Aliás, como não sabíamos onde os outros se escondiam e só os encontrávamos nas ruas, nem haveria maneira de a repressão chegar a alguém a partir de meras anotações.
Àquela altura, nossos pontos já nem eram mais em locais fixos. Combinávamos que, a partir de certo número (o nº 500 da av. Rio Branco, p. ex.), um seguiria para cima e o outro para baixo, dando a volta no quarteirão até que ocorresse o encontro (alvos móveis teriam tempo maior de reação, caso houvesse uma emboscada).
Mais: quando era imperioso anotar essas coordenadas, o fazíamos em código, não explicitamente. “Rio Branco” viraria RB. O nº 500 seria substituído por um código de letras (no meu caso, GEE). O que fosse para cima, grafaria +. E o horário também entraria como letras.
Então, morto alguém, de que serviria para a repressão encontrar um papel em que estivesse escrito SEBE RB GEE +? Como conseguiria descobrir que significava 10h30, na av.

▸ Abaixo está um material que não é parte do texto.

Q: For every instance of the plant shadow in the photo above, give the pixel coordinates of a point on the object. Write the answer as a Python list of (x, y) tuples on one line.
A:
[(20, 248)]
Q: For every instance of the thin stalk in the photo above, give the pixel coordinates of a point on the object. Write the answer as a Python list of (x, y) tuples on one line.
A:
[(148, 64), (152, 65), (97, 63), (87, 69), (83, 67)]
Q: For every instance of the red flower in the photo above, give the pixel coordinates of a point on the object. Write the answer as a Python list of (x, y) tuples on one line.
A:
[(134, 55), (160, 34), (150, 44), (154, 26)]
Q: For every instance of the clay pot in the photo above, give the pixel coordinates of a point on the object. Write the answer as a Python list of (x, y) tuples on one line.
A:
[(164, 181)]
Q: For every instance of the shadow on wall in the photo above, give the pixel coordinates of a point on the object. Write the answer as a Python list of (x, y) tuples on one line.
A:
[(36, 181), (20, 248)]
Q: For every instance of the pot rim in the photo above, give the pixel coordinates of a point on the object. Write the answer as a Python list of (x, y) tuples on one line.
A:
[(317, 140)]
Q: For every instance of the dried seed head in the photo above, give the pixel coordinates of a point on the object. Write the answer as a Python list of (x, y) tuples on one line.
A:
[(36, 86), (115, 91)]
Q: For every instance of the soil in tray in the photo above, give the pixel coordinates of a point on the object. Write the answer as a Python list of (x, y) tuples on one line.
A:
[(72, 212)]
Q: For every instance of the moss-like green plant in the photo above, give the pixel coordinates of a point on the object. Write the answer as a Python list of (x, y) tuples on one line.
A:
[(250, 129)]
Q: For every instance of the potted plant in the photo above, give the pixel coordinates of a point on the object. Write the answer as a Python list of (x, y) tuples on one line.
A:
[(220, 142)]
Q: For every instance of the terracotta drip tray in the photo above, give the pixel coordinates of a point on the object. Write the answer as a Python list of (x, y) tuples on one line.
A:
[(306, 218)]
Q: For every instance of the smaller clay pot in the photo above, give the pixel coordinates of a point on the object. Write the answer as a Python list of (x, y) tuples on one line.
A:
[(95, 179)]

Rio Branco, indo para cima a partir do nº 500?
Enfim, os que tinham realmente culpa pelas quedas em cascata imaginaram que poderiam atribuir ao Juarez deslize semelhante ao cometido décadas antes pelo Luiz Carlos Prestes, com suas famosas cadernetas. Enganaram a alguns por algum tempo. Mas, não todos por todo o tempo.

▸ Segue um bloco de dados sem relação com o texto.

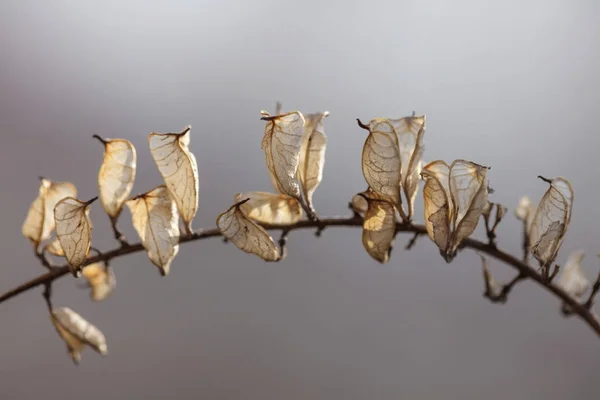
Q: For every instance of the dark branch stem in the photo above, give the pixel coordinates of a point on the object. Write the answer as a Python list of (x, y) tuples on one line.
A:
[(118, 234), (525, 270)]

Depois, as mesmas pessoas contaram versões igualmente adulteradas para a Judith Patarra, de forma que os mesmos vilãos foram inocentados e os mesmos inocentes vilificados no livro “Iara”.
Mais recentemente, tomei conhecimento também de que uma pessoa que teve grande responsabilidade nas quedas de abril/1970 foi submetida a um tribunal revolucionário no Chile, em fevereiro/1971, por não haver se comportado nos porões de maneira compatível com a sua posição na Organização. Por que isso foi tão bem escondido da esquerda e dos historiadores?
Não sei se disporei de oportunidade e meios para tirar esses assuntos a limpo. Mas, tendo ocorrido um complô para falsificar a verdade histórica, iludir historiadores e denegrir revolucionários (atirando-lhes culpas que não tinham), trata-se de algo gravíssimo. Espero que os historiadores de hoje, até por brio profissional, tentem elucidar estes fatos.
Por via das dúvidas, deixo este registro aqui.
É importante, sobretudo, que não pairem quaisquer dúvidas sobre Juarez Guimarães de Brito, um companheiro exemplar, cuja memória não deve jamais ser atingida por (faço questão de repetir) UMA INFÂMIA. De sordidez inqualificável.
P.S.: depois de ter escrito este registro, tomei conhecimento de que havia sido, sim, acusado de responsabilidade por "dezenas de quedas", no livro "Os Carbonários", de Alfredo Sirkis. Trocamos e-mails e ele renegou o que dissera sobre mim no seu texto original de 1978, informando que já se posicionara melhor, fazendo uma espécie de mea culpa, numa edição posterior da obra. Além disso, dispôs-se a incluir doravante minha incisiva refutação deste e de outro absurdo (uma imputação de colaboração com a repressão, totalmente estapafúrdia e sem fonte declarada). Aceitei suas justificativas e dei por encerrada a questão.